|M.Sc Student||Gudin Roman|
|Subject||Robust Control Using Dead-Time Compensators|
|Department||Department of Mechanical Engineering||Supervisor||Professor Leonid Mirkin|
|Full Thesis text|
Dead-time systems are control systems containing time delays in the feedback loop. One widely used scheme for the control of dead-time systems is the so-called dead-time compensation (DTC) controller configuration (the Smith predictor and its modifications). It is known that DTCs may be very sensitive to uncertainty in the loop delay (weak dead-time tolerance) and troublesome in implementation. Yet the underlying mechanisms of these problems are still not well understood.

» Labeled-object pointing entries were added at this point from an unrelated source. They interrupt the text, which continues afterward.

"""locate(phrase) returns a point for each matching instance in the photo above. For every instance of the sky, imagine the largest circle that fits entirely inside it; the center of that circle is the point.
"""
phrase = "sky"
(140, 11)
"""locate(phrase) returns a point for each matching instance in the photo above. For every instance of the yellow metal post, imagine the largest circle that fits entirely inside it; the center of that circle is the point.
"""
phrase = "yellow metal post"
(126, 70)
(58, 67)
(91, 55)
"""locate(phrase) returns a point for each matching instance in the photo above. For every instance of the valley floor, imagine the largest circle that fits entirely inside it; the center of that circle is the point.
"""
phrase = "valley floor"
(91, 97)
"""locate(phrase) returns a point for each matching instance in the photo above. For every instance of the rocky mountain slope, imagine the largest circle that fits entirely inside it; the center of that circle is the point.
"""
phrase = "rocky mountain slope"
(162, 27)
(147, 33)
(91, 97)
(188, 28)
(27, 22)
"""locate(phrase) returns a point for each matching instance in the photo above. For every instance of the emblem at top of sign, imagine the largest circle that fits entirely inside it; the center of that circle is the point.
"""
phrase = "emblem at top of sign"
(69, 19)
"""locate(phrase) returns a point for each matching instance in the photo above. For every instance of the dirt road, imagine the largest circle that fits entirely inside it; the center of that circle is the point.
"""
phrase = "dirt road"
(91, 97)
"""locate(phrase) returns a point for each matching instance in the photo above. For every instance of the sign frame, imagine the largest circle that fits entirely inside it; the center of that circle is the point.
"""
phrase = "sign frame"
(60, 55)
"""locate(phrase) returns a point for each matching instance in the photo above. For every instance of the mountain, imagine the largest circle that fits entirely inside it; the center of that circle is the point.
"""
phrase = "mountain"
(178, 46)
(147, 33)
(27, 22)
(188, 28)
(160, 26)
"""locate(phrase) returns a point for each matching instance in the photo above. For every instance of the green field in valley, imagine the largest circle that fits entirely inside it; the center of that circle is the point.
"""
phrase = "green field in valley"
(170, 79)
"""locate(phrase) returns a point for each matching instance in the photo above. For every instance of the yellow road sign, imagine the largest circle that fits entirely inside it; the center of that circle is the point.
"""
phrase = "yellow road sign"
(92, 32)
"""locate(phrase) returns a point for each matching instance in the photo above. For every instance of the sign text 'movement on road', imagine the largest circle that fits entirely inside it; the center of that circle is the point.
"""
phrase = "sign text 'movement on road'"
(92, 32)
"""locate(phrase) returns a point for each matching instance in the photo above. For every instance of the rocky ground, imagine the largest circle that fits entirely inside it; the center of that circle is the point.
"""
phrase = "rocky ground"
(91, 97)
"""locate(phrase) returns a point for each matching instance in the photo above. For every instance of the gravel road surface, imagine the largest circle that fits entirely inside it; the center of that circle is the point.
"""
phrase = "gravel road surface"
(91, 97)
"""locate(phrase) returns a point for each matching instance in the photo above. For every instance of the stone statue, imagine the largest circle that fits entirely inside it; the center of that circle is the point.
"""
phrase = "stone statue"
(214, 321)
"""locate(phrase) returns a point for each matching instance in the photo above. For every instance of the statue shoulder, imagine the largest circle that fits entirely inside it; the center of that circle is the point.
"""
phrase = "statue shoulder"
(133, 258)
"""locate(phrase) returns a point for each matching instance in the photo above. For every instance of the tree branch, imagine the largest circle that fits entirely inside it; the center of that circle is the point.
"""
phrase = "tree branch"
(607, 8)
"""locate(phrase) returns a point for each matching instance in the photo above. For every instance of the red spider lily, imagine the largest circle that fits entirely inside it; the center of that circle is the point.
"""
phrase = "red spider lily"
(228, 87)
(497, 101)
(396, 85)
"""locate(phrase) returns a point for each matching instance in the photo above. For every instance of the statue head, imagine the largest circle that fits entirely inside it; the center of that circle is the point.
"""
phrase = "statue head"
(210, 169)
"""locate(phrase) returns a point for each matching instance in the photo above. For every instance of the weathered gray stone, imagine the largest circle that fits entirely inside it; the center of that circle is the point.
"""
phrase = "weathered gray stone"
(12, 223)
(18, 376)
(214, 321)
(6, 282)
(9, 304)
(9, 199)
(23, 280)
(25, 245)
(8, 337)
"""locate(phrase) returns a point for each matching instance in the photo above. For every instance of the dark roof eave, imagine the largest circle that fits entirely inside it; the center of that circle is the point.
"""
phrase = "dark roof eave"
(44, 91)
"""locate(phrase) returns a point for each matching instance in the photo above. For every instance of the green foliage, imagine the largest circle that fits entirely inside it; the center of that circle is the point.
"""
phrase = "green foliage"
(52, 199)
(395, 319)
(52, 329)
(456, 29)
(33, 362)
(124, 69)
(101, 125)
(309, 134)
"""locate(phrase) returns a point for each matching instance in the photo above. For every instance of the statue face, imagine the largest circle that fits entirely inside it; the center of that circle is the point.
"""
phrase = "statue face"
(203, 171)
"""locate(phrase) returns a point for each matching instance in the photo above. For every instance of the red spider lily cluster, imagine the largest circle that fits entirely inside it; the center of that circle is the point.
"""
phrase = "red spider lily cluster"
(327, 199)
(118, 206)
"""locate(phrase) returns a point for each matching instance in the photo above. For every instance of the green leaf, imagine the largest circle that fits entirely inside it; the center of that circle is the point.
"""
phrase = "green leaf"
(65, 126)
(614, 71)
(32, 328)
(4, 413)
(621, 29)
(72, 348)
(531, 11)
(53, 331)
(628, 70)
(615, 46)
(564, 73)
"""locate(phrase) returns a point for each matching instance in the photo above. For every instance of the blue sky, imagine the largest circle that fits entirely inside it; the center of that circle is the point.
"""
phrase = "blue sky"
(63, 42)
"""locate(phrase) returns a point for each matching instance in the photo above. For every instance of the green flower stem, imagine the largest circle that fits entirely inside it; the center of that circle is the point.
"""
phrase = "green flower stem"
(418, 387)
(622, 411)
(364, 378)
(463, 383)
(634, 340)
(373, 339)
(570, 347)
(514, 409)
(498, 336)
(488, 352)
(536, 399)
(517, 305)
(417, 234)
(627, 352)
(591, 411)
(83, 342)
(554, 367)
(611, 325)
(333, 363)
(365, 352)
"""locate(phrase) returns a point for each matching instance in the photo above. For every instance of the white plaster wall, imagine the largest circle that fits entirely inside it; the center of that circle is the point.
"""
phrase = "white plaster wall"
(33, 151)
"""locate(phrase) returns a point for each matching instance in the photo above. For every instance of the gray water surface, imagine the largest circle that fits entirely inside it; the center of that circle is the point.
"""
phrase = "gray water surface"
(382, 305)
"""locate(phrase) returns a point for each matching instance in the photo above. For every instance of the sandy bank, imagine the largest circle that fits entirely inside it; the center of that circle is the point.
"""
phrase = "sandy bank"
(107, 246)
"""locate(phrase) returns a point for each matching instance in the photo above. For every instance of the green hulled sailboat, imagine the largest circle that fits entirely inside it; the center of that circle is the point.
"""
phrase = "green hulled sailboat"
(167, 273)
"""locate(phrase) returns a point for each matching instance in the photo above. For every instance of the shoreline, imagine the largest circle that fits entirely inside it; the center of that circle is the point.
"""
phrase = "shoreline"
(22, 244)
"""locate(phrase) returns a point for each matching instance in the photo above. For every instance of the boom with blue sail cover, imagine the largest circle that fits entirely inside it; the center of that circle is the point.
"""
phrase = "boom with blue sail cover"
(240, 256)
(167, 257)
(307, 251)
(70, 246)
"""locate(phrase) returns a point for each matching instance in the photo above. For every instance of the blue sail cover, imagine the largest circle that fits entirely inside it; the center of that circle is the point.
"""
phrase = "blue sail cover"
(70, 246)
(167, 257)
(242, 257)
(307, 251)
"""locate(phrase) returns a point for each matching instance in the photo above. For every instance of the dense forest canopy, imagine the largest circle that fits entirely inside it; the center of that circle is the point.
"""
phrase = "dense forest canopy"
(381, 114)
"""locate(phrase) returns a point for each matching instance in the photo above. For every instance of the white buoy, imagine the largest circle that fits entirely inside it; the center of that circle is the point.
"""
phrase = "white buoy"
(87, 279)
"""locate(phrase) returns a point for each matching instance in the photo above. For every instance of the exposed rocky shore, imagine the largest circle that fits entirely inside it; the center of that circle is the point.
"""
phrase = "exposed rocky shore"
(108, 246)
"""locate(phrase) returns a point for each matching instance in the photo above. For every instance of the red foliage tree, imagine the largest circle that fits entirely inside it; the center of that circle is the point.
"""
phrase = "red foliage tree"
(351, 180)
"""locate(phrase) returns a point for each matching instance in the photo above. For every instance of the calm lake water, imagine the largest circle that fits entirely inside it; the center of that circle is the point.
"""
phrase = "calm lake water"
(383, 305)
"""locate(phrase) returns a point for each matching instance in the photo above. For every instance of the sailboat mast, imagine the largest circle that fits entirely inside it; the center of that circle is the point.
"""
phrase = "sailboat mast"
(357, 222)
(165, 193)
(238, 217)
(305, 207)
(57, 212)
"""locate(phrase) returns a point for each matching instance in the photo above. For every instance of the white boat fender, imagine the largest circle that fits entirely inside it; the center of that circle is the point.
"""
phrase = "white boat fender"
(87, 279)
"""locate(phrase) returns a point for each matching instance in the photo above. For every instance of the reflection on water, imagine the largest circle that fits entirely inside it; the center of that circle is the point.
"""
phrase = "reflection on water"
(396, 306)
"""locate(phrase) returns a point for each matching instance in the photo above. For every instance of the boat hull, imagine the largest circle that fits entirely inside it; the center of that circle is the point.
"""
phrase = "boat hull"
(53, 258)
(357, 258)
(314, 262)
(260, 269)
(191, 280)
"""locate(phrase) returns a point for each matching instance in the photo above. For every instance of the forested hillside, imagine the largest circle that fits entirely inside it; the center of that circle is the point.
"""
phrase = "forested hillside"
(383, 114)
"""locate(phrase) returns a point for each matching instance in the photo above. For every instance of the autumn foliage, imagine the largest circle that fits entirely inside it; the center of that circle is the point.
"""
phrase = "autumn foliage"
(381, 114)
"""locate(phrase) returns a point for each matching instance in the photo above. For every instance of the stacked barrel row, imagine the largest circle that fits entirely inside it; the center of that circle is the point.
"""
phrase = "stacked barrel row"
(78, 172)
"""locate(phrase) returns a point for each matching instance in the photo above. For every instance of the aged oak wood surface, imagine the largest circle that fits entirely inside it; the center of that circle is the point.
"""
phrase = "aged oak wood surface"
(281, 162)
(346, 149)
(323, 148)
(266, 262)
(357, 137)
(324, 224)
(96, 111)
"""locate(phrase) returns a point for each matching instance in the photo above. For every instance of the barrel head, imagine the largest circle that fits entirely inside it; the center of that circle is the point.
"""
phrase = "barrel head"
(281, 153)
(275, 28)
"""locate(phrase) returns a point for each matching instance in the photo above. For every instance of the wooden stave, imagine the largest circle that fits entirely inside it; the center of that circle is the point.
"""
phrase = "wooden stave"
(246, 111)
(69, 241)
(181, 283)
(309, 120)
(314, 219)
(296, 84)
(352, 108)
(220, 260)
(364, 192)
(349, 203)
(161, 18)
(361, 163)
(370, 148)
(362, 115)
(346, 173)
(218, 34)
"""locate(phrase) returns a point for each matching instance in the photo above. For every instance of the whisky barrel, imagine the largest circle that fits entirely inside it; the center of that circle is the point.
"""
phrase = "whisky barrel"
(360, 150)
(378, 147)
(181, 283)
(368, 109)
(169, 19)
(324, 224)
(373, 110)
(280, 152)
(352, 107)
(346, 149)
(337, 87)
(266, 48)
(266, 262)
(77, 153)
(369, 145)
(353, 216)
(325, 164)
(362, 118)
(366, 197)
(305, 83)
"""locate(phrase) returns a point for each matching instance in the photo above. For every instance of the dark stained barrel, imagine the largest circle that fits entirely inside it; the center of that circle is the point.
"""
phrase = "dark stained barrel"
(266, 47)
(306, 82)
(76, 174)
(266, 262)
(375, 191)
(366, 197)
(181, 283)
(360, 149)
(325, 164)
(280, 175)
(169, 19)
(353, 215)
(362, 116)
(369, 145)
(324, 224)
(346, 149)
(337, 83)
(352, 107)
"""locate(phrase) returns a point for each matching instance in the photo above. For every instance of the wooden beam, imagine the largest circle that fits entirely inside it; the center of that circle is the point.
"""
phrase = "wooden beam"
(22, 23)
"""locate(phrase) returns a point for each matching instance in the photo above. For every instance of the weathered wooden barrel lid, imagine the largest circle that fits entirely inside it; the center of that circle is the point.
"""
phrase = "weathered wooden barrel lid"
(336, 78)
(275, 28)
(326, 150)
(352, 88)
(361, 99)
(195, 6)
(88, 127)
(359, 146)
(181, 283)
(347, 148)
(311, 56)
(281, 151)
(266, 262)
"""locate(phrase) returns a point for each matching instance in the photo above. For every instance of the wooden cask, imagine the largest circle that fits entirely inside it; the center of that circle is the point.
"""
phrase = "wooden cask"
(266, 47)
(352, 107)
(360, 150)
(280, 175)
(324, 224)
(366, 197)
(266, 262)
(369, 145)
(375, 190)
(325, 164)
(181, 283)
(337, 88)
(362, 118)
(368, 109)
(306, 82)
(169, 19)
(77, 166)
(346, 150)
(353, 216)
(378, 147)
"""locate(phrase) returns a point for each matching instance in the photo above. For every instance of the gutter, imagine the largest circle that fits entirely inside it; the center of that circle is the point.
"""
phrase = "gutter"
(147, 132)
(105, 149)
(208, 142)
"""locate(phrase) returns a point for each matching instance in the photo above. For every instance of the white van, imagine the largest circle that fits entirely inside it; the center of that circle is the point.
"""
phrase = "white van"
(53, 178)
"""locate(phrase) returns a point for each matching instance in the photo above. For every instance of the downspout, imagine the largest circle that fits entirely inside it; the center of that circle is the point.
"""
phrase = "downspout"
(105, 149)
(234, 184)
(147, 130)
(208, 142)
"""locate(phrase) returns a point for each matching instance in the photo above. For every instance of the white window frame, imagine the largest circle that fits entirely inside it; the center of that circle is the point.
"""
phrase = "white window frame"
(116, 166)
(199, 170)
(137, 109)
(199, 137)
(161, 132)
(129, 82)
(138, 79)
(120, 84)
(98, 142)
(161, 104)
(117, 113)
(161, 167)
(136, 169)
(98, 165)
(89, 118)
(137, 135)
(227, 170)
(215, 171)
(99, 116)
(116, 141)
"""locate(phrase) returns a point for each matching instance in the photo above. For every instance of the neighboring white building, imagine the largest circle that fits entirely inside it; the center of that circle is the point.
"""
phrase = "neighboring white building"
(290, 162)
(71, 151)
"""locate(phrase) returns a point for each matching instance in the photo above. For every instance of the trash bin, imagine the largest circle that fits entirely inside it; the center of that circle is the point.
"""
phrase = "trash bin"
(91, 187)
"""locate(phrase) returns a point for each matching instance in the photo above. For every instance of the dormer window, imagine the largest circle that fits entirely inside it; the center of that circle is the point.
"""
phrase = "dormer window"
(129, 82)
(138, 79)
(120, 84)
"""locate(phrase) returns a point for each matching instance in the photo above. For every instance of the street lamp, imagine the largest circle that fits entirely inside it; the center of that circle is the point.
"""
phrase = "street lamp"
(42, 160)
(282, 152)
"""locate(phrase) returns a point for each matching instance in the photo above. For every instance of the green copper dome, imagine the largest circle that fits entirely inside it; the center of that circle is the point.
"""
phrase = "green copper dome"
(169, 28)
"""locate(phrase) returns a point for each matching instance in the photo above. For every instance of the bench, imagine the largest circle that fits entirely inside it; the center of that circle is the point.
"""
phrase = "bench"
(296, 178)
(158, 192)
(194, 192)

This research examined the aforementioned two problems associated with DTCs. First, it was shown that the reasons for the high sensitivity to delay uncertainty can be revealed using standard Nyquist criterion arguments. In particular, it was argued that this phenomenon is caused by proliferation of crossover frequencies, which, in turn, is facilitated by the use of DTCs. This conclusion leads to somewhat more conscious guidelines for the design of DTC-based controllers. Second, existing approaches to the numerical implementation of DTC-based controllers were studied using laboratory experiments. It was shown that the out-of-the-box use of these approaches may not be feasible for the implementation even on relatively powerful real-time control hardware. Some remedies for these problems are proposed and experimentally validated.